I don't feel they wait forever and ever or until you have a really bad MS attack, they just cannot give meds without a diagnosis.
The meds, like Sally wrote, can come with some serious side effects, as it is. Even with a clear diagnosis. And they are just to slow progression, hopefully, and not halt nor reverse any damage that has formed on the myelin sheath from the illness, itself.
I didn't fare well, on the meds, either. Not that my illness, increased or anything like that, just the side effects, reactions and the rejection of interferons(I have been on Copaxone for several year, prior to interferon). I'm not going to try the tysabri, right now. Personal decision.

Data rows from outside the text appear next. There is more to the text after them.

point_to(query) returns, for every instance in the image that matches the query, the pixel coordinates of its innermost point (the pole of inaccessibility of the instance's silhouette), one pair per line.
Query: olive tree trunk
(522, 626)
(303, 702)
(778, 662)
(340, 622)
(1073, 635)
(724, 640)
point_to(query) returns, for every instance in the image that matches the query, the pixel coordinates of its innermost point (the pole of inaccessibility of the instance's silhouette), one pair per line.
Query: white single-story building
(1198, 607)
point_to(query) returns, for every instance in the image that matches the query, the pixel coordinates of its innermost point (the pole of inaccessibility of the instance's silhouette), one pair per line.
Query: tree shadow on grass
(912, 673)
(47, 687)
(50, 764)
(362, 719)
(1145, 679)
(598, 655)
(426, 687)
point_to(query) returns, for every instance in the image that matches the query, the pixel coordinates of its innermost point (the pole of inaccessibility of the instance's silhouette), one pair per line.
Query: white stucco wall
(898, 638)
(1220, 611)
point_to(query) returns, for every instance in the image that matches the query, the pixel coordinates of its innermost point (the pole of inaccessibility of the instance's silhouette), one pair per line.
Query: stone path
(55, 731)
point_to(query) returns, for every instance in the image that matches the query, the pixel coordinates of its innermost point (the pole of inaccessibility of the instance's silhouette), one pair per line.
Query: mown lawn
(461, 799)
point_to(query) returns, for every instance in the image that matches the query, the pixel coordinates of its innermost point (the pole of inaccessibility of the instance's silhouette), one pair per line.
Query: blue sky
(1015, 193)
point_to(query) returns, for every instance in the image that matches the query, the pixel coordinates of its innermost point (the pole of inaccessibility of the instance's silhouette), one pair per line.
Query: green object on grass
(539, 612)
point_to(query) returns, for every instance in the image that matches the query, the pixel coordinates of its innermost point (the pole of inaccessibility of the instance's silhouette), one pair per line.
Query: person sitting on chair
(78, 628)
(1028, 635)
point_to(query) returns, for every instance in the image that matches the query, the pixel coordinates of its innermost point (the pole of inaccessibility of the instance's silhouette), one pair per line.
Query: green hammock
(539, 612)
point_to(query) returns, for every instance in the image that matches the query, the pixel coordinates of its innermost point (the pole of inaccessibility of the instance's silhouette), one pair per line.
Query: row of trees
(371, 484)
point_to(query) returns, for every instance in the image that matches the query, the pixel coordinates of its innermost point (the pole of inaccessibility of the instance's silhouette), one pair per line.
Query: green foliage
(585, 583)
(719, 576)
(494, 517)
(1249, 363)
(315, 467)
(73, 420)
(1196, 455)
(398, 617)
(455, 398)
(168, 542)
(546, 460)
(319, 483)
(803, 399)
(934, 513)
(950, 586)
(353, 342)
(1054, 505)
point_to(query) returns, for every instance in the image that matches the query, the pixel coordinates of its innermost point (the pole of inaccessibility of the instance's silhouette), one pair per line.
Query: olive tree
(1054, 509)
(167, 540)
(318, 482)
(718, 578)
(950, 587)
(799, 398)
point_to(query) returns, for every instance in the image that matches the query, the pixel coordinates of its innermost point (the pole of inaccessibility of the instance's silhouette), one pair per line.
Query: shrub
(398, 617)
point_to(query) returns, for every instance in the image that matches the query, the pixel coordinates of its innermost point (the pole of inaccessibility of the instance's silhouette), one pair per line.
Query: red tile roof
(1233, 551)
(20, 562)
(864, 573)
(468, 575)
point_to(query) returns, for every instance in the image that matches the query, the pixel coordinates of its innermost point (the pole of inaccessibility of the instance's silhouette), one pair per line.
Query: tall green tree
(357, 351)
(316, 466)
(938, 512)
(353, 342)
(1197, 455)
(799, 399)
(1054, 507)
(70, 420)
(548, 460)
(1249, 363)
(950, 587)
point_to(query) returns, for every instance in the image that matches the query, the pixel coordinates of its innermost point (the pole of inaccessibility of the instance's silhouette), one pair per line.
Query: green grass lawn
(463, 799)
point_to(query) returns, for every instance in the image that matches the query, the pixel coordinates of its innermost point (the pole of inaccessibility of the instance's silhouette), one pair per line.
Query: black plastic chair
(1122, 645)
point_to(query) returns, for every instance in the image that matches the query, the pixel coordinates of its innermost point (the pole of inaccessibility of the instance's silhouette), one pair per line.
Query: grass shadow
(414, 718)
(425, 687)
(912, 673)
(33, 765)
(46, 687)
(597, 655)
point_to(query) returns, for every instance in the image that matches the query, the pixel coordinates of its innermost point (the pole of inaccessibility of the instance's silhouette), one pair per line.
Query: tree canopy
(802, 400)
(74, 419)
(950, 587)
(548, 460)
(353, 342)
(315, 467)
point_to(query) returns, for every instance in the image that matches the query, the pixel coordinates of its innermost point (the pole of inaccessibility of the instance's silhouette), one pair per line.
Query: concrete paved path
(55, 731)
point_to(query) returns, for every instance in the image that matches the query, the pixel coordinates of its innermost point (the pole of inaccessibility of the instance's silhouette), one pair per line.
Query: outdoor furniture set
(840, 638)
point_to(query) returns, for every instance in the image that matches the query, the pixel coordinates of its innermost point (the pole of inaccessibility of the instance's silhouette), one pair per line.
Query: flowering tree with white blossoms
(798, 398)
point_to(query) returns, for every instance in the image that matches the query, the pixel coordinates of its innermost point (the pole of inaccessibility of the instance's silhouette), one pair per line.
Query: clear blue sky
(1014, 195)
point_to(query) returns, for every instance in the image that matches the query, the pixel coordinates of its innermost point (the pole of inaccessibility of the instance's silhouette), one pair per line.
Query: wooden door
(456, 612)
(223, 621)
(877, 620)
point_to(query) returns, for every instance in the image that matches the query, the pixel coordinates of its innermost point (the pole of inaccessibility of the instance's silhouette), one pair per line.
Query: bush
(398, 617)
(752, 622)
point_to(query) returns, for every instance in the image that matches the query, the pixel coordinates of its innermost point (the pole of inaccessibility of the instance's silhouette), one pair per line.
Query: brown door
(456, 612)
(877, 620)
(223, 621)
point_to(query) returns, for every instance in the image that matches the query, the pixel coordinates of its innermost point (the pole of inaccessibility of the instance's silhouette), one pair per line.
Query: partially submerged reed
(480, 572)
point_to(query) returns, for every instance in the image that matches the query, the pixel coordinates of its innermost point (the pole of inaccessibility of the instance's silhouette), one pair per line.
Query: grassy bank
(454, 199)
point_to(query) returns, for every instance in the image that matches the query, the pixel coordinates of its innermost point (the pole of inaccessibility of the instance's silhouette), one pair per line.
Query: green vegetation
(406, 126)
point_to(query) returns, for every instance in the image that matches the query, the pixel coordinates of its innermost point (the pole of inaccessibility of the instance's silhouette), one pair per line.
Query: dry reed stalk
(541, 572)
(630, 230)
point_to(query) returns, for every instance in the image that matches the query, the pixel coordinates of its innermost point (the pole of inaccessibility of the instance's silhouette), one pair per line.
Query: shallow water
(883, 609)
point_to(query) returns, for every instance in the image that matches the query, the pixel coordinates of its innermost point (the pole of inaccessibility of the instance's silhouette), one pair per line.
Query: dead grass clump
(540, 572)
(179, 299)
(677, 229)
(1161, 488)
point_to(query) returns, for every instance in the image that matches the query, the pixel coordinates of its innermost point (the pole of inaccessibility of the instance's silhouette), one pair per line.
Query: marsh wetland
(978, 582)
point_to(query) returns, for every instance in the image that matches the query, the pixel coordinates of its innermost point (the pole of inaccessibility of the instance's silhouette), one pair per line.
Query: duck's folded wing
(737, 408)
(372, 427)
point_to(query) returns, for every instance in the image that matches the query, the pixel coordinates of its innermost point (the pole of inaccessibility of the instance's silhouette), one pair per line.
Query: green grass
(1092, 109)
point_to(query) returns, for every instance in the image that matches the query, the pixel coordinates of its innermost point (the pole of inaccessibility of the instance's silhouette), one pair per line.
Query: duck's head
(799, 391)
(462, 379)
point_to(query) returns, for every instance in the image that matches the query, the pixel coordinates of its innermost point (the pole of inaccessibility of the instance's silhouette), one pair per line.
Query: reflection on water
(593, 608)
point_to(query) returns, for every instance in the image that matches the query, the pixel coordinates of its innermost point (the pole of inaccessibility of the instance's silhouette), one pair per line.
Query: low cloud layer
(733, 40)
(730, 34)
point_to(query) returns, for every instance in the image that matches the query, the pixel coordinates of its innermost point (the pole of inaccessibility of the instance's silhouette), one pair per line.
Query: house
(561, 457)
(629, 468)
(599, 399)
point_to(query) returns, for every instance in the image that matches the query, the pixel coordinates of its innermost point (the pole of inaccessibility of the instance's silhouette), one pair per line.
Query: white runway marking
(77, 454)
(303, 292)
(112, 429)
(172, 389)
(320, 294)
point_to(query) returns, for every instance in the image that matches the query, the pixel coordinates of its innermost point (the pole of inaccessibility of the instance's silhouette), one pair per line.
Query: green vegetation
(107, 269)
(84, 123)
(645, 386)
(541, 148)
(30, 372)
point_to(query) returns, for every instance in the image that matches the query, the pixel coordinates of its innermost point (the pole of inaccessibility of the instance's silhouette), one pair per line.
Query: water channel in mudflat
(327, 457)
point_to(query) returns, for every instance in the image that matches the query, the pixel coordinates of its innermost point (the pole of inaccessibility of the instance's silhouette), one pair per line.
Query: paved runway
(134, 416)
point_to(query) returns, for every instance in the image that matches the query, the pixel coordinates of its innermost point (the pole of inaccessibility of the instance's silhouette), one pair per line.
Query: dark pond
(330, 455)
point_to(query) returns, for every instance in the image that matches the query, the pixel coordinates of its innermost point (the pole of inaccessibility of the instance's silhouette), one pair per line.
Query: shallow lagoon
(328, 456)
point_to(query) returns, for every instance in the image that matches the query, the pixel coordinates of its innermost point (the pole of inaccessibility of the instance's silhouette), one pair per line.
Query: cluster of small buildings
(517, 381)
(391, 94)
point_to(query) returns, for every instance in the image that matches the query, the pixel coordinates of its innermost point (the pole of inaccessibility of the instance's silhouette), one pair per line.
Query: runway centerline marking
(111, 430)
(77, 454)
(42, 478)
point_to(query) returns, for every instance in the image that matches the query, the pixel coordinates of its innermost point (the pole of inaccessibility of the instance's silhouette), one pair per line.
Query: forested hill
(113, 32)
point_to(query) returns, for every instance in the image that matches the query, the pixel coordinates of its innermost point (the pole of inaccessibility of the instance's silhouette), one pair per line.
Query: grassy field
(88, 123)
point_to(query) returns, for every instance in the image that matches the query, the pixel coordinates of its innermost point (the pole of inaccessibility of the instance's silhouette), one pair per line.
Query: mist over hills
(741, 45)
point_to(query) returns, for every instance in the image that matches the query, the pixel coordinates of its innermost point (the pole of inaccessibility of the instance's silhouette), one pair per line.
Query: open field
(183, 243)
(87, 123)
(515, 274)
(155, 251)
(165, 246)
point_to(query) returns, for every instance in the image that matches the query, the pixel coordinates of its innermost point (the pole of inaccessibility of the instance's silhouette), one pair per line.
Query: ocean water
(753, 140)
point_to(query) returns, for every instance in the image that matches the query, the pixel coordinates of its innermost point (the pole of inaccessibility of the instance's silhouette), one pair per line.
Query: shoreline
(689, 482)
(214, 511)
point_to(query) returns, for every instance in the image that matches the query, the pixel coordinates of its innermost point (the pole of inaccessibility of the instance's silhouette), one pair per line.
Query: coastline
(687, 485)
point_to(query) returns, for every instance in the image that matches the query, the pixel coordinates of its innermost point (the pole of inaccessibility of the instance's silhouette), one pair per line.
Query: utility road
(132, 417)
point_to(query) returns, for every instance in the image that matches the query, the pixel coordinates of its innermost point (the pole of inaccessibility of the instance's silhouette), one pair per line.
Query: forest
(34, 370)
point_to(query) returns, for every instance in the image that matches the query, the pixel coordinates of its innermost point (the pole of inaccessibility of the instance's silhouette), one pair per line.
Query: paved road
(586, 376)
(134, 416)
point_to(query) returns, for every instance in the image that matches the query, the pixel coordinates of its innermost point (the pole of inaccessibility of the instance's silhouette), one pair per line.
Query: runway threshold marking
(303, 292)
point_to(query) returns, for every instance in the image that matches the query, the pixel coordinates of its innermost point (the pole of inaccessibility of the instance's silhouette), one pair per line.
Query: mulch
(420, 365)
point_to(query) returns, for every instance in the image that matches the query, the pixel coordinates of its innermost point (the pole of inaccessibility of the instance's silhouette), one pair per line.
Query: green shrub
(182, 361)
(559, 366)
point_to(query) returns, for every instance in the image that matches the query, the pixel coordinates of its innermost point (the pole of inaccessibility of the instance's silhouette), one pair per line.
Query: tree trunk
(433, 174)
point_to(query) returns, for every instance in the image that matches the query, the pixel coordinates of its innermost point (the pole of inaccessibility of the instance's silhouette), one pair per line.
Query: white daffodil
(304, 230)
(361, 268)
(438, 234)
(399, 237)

As far as symptom treatment, unless I am in a flare, I really am not experiencing much. Anxiety and Depression can go along with MS, sometimes, and I've been treated for that. I use yoga exercises to keep myself strong and reduce fatigue. I watch my weight, with eating rather healthy and I come to groups, such as NT, to ensure that I have a strong support system, to get feedback from others that get what this illness is all about.
Hope you are able to find some answers to the symptoms you are experiencing. My battle with MS began with optic neuritis. I am grateful, each day to wake up and be able to see clearly. And when I do have flares, I trust by virtue of past experience with this illness, it will clear up...may take a few months, but that's my MS, in a nutshell.
My neurologist once told me, that after 7 years, if this was the worst I have had, this would most likely be the worst it will get.
Just waiting for menopause so I can test his theory.